Seabras-1 is not the only fiber optic cable currently under construction. Google and a consortium of Asian firms, including NEC Corporation, China Telecom, KDDI, SingTel, and others, are now building FASTER, a $300 million undersea fiber optic cable that will connect Japan and the United States.

Like Seabras-1, FASTER is being built to handle the increasing data loads between the two allies. FASTER’s entry points into the Pacific will include San Francisco, Los Angeles, Portland, and Seattle.

Speculation is also rampant that the National Security Agency has plans to tap the cable to intercept the data flows. Google is working hard to try and ensure that doesn’t happen.

Alcatel-Lucent, headquartered in France, said Seabras-1 will encompass a 100G “wet plant” of cable and high bandwith repeaters, power feed equipment, and what is called a 1620 Light submarine line terminal equipped with advanced technology. LIke FASTER, Seabras-1 will be ensconced in a kevlar-like protective sheath.
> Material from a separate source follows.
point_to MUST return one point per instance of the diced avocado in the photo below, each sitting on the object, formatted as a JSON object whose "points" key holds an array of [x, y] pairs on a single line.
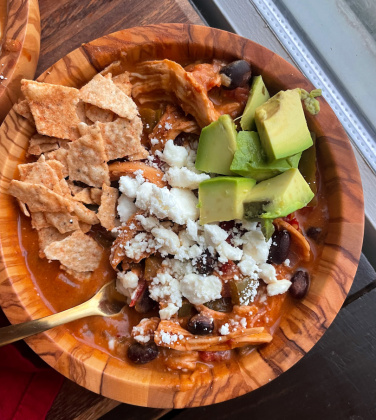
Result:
{"points": [[221, 198], [278, 196], [250, 159], [217, 146], [257, 96], [243, 291], [267, 228], [282, 126]]}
While Seaborn Networks is the one developing, and, ultimately laying the cable, Alcatel-Lucent is responsible for its overall design and management, which is slated to become operational in 2016.

Microsoft is also a partner in the Seabras-1 project. Financial cost of the pipeline hasn’t been disclosed.

“We are excited to work with Seaborn to expand our ‘mobile first, cloud first’ experience in Brazil,” Vijay Gill, Microsoft’s GM for global networking, said in a release.

“Seaborn and Microsoft share a common desire to deploy secure infrastructure and to further accelerate the availability of cloud technologies in Brazil and throughout Latin America.”